1. Read part of the file into buffer
2. Split the data into 8 parts[This part does not work]
3. Encode/decode the data [This changes the data and does cause the size to change]
4. Data merged into one string
5. Write to file
6. Repeat

So from everything I have learned the issue is with the spliter. I have made two attempts to make it work.
C++
// First try
// Works better but leaves stuff out
void splitData ()
{
    int theShift(theMainBuffer.length()/8);
    cout << theShift << "the divide " << theMainBuffer.length() << endl;
    int place(0);
    for(int i = 0; i != 8; i++)
    {
        if(place == theMainBuffer.length())
        {
            cout << "break" << endl;
        }
        else
        {
            ram[i] = theMainBuffer.substr(place,theShift);
            cout << place << endl;
            place = place + theShift;
        }
    }

    theMainBuffer = "";
}
//Another try
// Work but corupts data
vector<std::string> splitBreak(const std::string& str)
{
    for(int i = 0; i != 8; i++){ram[i] = "";}
    std::size_t n = 8;
    if( n < 2 ) return { str } ;

    std::vector<std::string> fragments;

    const auto min_sz = str.size() / n ;
    const auto excess_chars = str.size() % n ;
    const auto max_sz = min_sz + 1 ;

    // the first excess_chars fragments have one character more
    for( std::size_t i = 0 ; i < excess_chars ; ++i ) fragments.push_back( str.substr( i*max_sz, max_sz ) ) ;
    for( std::size_t i = excess_chars ; i < n ; ++i ) fragments.push_back( str.substr( excess_chars + i*min_sz, min_sz ) ) ;
    return fragments ;
}

So I am at a bit of a snag with this and wondering if someone has a solution.
Full code if needed
[C++] Full code - Pastebin.com[^]
Posted
Comments
[no name] 17-Jan-16 8:03am    
Not difficult - just design your method code it and debug it. This means learn to use your debugger. Using integer division needs to be thought through.
int theShift(theMainBuffer.length()/8);
What happens if length not divisible by 8? Use your debugger if not sure.
Jochen Arndt 17-Jan-16 8:13am    
I don't know if I understand your problem.

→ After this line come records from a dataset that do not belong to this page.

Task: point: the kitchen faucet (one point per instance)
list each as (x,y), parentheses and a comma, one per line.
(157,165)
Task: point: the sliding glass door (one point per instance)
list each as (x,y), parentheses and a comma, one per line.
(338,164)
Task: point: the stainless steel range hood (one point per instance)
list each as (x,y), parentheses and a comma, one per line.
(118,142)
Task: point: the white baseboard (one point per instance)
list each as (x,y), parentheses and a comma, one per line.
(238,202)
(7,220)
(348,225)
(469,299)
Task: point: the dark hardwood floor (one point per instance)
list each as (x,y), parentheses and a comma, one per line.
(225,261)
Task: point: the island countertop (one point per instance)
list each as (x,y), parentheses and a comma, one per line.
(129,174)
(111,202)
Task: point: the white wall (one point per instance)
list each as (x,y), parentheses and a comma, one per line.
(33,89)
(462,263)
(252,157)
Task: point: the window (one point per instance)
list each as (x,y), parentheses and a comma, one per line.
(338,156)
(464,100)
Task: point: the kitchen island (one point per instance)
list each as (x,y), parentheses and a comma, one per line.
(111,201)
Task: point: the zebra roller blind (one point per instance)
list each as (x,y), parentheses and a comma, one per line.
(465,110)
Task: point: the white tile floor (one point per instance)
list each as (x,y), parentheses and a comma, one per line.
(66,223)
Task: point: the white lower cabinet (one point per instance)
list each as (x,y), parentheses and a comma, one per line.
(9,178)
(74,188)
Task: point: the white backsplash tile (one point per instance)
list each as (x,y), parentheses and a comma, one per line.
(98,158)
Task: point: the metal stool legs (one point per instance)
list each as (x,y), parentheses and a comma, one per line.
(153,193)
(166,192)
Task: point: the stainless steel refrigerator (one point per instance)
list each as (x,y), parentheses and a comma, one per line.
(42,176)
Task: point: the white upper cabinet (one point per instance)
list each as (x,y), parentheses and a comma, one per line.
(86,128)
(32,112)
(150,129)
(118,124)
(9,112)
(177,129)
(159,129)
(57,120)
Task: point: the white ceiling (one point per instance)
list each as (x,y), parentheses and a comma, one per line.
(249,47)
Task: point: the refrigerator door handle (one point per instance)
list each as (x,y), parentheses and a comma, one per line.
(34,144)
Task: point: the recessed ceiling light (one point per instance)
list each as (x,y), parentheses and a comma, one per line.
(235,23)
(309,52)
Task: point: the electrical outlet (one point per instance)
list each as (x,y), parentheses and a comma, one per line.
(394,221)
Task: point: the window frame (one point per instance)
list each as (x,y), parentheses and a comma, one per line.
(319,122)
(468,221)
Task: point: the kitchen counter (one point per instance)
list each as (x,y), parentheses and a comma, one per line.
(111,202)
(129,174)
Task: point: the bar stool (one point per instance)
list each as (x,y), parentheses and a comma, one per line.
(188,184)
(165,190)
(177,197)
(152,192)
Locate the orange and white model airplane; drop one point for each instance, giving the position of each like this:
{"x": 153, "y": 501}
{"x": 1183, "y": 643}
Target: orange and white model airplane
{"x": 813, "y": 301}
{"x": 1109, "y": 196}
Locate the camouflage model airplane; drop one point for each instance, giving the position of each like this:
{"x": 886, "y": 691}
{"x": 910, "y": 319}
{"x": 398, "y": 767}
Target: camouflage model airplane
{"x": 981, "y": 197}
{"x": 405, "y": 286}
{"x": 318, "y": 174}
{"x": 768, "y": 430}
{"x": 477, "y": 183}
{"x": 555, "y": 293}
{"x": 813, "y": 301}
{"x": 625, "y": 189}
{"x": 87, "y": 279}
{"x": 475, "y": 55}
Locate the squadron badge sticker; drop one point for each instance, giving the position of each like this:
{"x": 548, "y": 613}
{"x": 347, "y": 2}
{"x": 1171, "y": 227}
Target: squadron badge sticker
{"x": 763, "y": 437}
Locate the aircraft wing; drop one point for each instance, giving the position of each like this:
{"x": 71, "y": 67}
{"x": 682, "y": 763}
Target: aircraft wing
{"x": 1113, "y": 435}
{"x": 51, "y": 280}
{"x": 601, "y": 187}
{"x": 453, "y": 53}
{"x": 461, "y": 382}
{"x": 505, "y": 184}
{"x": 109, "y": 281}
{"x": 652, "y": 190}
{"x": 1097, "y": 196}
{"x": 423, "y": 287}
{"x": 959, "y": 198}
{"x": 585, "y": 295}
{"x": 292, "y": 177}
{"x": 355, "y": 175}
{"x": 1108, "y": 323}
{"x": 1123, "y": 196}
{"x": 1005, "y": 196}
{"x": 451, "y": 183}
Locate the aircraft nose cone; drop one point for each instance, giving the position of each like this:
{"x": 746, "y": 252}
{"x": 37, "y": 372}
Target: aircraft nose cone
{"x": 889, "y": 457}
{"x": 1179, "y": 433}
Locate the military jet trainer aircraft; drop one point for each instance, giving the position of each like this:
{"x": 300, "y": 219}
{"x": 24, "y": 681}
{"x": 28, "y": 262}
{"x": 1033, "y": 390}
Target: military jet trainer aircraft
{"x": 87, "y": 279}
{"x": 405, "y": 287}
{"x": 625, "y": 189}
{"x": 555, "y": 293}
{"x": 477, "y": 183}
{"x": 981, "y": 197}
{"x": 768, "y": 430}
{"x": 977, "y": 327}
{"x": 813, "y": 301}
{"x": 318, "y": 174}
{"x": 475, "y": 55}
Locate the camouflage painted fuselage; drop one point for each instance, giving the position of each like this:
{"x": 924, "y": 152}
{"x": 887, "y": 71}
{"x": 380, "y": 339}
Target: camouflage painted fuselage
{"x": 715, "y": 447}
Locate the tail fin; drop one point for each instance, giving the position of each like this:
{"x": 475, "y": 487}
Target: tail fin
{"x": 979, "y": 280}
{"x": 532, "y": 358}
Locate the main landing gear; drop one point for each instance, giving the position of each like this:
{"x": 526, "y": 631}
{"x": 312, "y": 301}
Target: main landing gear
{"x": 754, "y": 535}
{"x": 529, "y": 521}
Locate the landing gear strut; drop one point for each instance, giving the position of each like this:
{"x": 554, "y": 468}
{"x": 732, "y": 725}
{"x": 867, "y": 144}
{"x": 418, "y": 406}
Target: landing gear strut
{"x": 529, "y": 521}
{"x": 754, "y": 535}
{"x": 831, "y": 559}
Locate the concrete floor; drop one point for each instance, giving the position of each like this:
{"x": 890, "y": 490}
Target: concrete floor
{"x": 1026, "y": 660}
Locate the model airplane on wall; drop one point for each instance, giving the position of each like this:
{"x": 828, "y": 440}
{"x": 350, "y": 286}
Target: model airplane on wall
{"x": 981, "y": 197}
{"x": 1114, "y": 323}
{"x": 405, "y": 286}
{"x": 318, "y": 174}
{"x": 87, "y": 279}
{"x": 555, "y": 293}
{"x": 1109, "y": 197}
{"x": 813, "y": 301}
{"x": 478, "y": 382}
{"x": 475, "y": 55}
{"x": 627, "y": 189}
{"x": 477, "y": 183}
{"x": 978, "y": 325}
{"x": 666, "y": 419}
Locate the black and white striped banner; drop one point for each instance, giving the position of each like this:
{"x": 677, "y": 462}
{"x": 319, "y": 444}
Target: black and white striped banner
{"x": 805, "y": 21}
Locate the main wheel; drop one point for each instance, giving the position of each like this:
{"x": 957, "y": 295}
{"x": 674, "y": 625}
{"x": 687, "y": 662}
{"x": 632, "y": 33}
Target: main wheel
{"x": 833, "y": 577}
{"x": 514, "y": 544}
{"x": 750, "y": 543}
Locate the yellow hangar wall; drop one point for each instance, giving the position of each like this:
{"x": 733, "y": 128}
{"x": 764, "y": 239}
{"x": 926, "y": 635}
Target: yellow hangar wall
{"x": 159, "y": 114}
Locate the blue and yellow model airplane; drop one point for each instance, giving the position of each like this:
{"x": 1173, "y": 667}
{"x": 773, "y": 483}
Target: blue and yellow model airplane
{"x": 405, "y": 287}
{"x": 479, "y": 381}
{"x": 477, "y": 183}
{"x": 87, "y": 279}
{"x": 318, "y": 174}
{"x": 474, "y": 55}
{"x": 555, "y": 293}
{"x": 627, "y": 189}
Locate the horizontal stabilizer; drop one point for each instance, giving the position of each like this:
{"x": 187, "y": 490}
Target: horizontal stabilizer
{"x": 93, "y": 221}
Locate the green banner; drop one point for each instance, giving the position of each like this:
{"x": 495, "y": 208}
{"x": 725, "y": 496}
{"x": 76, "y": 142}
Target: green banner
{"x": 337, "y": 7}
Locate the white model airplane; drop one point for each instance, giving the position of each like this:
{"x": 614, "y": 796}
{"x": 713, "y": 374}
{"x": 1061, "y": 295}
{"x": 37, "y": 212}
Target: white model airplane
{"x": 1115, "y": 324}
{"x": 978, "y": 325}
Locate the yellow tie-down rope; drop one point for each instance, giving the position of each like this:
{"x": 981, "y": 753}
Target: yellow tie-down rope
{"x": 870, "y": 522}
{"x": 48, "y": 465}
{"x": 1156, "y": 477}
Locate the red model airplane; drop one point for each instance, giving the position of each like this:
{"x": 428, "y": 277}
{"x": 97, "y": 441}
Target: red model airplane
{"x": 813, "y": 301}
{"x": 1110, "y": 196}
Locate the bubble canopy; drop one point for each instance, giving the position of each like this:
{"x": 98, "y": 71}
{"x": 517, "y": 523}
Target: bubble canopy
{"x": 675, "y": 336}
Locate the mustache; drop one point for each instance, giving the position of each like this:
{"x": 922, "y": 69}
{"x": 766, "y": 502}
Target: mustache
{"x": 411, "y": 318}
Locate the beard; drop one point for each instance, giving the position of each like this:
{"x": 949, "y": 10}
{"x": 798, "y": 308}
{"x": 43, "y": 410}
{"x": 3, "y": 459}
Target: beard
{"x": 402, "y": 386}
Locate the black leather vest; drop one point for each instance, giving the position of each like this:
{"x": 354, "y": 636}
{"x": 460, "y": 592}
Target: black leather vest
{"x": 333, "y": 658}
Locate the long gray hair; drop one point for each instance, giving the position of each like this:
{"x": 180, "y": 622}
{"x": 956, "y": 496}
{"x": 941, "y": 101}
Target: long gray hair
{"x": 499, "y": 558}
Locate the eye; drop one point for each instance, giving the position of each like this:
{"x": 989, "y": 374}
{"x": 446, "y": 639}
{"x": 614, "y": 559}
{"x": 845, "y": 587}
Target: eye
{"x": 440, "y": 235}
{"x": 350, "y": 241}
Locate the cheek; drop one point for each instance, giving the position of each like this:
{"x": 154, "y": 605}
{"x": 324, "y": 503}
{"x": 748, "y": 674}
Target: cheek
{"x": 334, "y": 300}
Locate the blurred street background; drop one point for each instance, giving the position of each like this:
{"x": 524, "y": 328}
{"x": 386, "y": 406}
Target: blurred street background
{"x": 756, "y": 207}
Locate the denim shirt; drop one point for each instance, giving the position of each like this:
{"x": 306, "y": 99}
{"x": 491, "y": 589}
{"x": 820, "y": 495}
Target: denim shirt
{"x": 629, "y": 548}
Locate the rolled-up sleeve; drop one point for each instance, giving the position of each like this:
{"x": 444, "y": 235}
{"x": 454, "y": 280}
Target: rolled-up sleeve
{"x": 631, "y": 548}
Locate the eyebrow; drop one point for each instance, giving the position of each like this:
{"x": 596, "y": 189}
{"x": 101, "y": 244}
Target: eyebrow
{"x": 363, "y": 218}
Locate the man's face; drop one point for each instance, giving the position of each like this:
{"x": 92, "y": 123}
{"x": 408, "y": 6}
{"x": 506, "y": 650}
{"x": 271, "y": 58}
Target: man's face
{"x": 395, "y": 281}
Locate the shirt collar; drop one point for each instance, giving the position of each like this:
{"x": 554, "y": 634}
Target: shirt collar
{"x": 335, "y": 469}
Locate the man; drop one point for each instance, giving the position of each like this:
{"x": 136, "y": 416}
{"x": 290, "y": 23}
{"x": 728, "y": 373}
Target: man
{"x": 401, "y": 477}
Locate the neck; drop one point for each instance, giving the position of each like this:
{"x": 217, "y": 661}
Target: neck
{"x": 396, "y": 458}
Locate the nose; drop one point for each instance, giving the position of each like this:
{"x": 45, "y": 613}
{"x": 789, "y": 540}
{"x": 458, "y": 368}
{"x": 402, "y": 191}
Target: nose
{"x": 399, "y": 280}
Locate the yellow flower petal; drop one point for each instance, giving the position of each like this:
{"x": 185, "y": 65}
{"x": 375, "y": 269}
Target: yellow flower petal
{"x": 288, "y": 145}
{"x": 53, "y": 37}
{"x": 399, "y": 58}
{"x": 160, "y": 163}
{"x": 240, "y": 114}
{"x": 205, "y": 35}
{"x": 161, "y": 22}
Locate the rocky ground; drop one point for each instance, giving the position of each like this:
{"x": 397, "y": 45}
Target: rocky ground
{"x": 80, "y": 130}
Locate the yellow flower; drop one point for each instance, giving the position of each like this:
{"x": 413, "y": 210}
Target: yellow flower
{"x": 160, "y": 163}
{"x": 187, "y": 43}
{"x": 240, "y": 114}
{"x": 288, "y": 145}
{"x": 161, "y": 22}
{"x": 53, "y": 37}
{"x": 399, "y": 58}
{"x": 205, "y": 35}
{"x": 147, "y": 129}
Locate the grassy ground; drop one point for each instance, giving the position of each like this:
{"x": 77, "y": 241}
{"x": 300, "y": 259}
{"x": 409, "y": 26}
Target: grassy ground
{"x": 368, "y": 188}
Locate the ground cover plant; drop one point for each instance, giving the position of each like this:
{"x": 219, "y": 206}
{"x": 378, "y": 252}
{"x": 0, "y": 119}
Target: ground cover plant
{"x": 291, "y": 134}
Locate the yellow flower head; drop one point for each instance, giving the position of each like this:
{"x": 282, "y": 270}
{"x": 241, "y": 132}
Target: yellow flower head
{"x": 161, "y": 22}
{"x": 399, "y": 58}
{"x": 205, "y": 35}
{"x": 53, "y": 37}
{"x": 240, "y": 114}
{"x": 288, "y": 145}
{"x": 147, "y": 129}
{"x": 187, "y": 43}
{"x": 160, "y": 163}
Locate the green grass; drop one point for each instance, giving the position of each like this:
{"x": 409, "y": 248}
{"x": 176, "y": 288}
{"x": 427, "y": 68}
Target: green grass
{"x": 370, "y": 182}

But it seems that you want to process the data splitted into eight parts.
Then you should process eight blocks where each block starts at i * block_size and ends at ((i + 1) * block_size) - 1. If the input data size is not dividable by eight, you must also process the remaining data with the last block.

Example for 67 byte input data:
block_size = size / 8 = 8;
1. Block: 0 to 7
2. Block: 8 to 15
...
8. Block: 48 to 63 with 3 additional bytes from 64 to 66
Member 10657083 17-Jan-16 10:26am    
The splitbreak function that is in the code is meant to do that. However it does not function to do so.
Richard MacCutchan 17-Jan-16 11:52am    
You just need to add the code in your first method (splitData) to include any excess characters beyond the last block.
Jochen Arndt 18-Jan-16 3:03am    
Sorry for the late replay.

Your code does not do so. My comment was meant that you think about the algorithm and probably write a complete new implementation.

You already got a solution but I will tell you how I would have done it:
Assuming you have a function that decodes a part and stores the decoded string somewhere (e.g. ram[index]):

void decode(int index, const char *s, size_t size);

the code can be:

size_t block_size = theMainBuffer.length() / 8;
for (int i = 0; i < 7; i++)
 decode(i, theMainBuffer + i * block_size, block_size);
decode(7, theMainBuffer + 7 * block_size, block_size + theMainBuffer.length() % 8);

The decode() function is just an example and may be simply a std::string creation from source and length.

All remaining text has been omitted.